# CD PLayer Error



## slhaas (May 1, 2005)

My 04 Sentra CD player crapped out. I put in a disc, hit play, then hit eject (it wasnt the CD I wanted) and it started clicking, and read some error message and the first 2 buttons of presets became depressed and stuck in the depressed position. Now I cant access the CD player, the disc is stuck in it, I cant use button 1 and 2 on the presets, and when I hit eject it just clicks. I think this will be covered under by B2B warranty (whew... abut 500 miles left)... but WTF? Anyone have this happen?


----------



## SHIFTVAX (Jan 15, 2006)

slhaas said:


> My 04 Sentra CD player crapped out. I put in a disc, hit play, then hit eject (it wasnt the CD I wanted) and it started clicking, and read some error message and the first 2 buttons of presets became depressed and stuck in the depressed position.
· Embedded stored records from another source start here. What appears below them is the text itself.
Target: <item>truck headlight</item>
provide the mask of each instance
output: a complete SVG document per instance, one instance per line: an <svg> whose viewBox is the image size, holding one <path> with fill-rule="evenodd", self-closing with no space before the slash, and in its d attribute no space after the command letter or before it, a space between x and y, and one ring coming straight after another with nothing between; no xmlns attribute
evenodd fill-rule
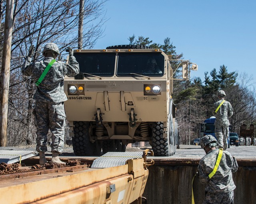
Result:
<svg viewBox="0 0 256 204"><path fill-rule="evenodd" d="M77 91L77 88L75 86L70 86L68 89L70 93L74 94Z"/></svg>
<svg viewBox="0 0 256 204"><path fill-rule="evenodd" d="M159 94L161 92L161 87L158 85L155 85L152 88L152 92L155 94Z"/></svg>

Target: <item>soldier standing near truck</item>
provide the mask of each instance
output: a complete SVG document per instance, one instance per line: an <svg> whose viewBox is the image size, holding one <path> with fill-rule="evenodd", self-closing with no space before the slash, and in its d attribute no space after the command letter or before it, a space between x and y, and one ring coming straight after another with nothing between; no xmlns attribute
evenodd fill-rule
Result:
<svg viewBox="0 0 256 204"><path fill-rule="evenodd" d="M64 145L66 115L64 102L67 100L64 90L65 75L74 76L78 74L79 66L69 48L69 63L56 61L60 54L55 44L46 45L43 51L44 59L31 63L34 47L31 45L26 59L22 74L31 76L37 86L34 96L36 105L33 111L36 127L36 151L39 152L40 164L46 163L45 152L47 151L46 142L49 129L52 133L51 147L52 162L65 164L59 158ZM50 69L51 68L51 69Z"/></svg>
<svg viewBox="0 0 256 204"><path fill-rule="evenodd" d="M206 185L203 204L234 204L236 186L232 173L237 171L238 165L228 151L216 149L218 145L215 138L210 135L205 136L200 141L201 147L206 153L200 160L198 169L200 181Z"/></svg>
<svg viewBox="0 0 256 204"><path fill-rule="evenodd" d="M230 103L224 100L225 92L218 92L219 101L214 103L212 114L216 117L215 122L215 136L218 139L219 147L226 150L228 146L227 139L229 134L228 118L233 115L233 108Z"/></svg>

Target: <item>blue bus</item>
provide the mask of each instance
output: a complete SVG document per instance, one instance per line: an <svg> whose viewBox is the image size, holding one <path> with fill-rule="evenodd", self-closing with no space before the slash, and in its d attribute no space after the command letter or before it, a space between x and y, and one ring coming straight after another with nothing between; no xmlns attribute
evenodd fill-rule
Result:
<svg viewBox="0 0 256 204"><path fill-rule="evenodd" d="M210 118L207 118L204 120L204 123L202 124L202 130L201 132L203 132L203 135L202 137L207 135L211 135L214 136L216 139L217 138L215 136L215 126L214 123L216 118L215 116L212 116ZM230 144L229 143L229 134L228 137L228 148L230 147Z"/></svg>

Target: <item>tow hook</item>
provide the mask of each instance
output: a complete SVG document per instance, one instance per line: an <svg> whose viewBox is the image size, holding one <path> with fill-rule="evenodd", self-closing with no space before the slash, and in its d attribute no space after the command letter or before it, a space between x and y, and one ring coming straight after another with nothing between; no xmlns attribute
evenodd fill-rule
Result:
<svg viewBox="0 0 256 204"><path fill-rule="evenodd" d="M154 156L154 152L148 149L145 150L143 152L142 158L144 159L144 164L145 166L144 168L146 168L149 166L152 166L155 163L155 162L153 159L151 159L150 161L147 162L147 155L148 155L149 156Z"/></svg>
<svg viewBox="0 0 256 204"><path fill-rule="evenodd" d="M133 128L136 126L136 121L138 120L135 118L135 116L137 116L137 114L134 113L134 110L133 108L131 109L131 113L128 113L128 115L130 116L129 117L129 121L130 121L130 126L131 128Z"/></svg>
<svg viewBox="0 0 256 204"><path fill-rule="evenodd" d="M97 113L94 115L95 116L96 127L101 127L102 126L102 116L104 114L104 113L100 112L100 108L97 109Z"/></svg>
Now I cant access the CD player, the disc is stuck in it, I cant use button 1 and 2 on the presets, and when I hit eject it just clicks. I think this will be covered under by B2B warranty (whew... abut 500 miles left)... but WTF? Anyone have this happen?
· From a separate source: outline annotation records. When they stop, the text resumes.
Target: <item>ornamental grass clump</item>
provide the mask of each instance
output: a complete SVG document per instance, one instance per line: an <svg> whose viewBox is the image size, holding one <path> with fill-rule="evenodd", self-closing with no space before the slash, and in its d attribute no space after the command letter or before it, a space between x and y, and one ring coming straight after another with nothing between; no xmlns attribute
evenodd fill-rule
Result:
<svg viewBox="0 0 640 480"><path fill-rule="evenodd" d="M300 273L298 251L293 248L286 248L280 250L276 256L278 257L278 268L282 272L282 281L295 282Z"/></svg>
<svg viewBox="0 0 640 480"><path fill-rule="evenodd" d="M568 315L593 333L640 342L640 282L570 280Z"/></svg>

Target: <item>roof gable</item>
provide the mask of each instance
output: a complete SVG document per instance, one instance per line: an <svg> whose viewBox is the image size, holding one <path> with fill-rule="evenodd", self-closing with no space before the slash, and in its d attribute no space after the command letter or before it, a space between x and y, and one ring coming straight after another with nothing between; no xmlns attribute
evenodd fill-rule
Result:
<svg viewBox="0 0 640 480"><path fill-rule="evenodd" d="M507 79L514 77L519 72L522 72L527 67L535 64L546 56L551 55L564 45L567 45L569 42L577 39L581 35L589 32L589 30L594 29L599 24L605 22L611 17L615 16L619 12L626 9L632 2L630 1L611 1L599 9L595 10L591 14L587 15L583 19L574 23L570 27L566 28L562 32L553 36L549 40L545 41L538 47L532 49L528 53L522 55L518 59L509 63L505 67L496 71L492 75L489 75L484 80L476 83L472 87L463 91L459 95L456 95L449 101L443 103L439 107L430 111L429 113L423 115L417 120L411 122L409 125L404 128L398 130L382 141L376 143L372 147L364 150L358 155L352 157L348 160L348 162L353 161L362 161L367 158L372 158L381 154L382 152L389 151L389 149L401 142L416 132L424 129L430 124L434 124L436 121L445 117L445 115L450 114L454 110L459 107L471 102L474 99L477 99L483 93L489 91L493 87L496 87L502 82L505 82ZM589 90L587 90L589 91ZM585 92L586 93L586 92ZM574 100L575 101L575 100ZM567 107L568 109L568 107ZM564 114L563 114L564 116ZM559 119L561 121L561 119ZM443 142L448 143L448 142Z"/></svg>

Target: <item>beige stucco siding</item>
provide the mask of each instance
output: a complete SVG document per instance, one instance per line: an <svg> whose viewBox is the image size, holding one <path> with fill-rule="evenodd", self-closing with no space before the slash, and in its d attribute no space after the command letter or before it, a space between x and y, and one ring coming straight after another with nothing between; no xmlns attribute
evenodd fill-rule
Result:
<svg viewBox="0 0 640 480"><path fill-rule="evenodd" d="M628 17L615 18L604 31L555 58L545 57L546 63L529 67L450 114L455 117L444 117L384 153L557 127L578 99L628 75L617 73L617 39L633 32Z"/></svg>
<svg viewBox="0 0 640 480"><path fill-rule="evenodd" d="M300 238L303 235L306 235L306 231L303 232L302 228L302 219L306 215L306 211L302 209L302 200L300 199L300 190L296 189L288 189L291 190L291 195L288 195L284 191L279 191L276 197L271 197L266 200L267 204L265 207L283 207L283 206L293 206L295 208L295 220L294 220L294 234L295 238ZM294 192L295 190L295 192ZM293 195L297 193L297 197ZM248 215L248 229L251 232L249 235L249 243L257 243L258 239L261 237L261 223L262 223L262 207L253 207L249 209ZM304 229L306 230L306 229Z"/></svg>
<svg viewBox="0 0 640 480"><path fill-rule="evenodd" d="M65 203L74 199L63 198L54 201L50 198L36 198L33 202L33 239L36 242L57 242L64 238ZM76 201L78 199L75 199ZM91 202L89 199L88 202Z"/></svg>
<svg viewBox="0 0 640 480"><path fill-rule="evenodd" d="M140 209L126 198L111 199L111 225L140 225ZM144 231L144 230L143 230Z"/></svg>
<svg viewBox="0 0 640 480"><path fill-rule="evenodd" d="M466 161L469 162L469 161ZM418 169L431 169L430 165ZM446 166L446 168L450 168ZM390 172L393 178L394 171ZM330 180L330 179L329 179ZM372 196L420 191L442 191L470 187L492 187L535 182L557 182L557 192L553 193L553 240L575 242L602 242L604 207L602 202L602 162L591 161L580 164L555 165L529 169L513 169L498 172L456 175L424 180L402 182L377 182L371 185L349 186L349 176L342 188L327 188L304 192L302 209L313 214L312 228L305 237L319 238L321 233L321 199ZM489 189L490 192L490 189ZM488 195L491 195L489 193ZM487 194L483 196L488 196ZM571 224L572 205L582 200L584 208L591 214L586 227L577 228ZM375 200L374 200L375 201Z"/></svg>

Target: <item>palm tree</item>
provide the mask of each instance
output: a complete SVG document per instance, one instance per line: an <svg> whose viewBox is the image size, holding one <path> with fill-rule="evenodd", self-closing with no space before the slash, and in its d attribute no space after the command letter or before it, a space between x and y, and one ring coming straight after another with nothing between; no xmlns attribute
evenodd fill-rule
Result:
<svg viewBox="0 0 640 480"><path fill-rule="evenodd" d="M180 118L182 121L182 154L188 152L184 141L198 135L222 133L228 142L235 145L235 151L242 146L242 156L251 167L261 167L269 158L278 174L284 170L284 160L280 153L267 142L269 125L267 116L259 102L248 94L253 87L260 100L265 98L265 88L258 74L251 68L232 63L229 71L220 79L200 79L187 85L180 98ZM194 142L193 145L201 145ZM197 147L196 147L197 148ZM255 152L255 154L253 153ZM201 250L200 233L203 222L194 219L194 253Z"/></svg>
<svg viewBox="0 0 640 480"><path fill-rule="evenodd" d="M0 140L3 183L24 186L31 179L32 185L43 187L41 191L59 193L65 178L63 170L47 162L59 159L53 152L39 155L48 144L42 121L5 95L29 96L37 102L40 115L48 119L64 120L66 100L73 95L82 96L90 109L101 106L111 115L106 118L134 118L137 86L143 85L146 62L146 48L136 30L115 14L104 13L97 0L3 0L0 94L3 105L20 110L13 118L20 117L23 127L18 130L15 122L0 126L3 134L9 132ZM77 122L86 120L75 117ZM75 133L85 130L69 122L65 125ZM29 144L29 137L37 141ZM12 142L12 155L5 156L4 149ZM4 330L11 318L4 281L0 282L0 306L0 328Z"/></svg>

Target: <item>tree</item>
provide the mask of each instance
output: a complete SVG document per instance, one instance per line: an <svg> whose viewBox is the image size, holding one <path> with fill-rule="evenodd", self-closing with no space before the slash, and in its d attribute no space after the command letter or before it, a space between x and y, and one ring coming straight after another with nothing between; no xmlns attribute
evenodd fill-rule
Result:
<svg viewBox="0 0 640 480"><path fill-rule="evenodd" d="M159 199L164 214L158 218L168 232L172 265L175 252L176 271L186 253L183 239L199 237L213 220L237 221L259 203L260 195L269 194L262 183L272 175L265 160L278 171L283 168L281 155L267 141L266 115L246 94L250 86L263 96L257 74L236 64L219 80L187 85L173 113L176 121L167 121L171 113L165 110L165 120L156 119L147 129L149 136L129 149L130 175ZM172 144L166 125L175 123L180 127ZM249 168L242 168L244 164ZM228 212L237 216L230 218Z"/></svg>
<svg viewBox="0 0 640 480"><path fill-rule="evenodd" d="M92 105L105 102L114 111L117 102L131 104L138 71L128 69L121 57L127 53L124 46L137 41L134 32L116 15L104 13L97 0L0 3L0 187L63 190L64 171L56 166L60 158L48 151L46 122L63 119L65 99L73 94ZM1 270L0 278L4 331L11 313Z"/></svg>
The exact same thing happened to mine about two months ago for no apparent reason! I guesse after a while the stock CD player decides to eat a CD and not give it back. You will have to buy another, make sure it's an aftermarket one though; if it's not still under warrenty!


----------



## ghost_ryder35 (Feb 28, 2006)

your lucky. my cd player just did the same thing yesterday. but it eventually came out


----------



## AltimateSE (Jan 19, 2006)

every time i get a new CD and put it in it NEVER plays the next day...its even the Rockford eddition and its still messin up...im just going to have to bite the bullet and get an Alpine...


----------



## your_xtc (Oct 3, 2005)

There is a problem with the 04 CD players. It is covered under warranty. Take it back. This has happened to quite a few people I know with the 04.


----------



## slhaas (May 1, 2005)

your_xtc said:


> There is a problem with the 04 CD players. It is covered under warranty. Take it back. This has happened to quite a few people I know with the 04.



I did, and have a new one. Hopefully it wont have the same fate. I have a very long and detailed record of service prior to my warranty expiration (will happen some time this week), so I should be able to get any of this stuff fixed again if it pops up.


----------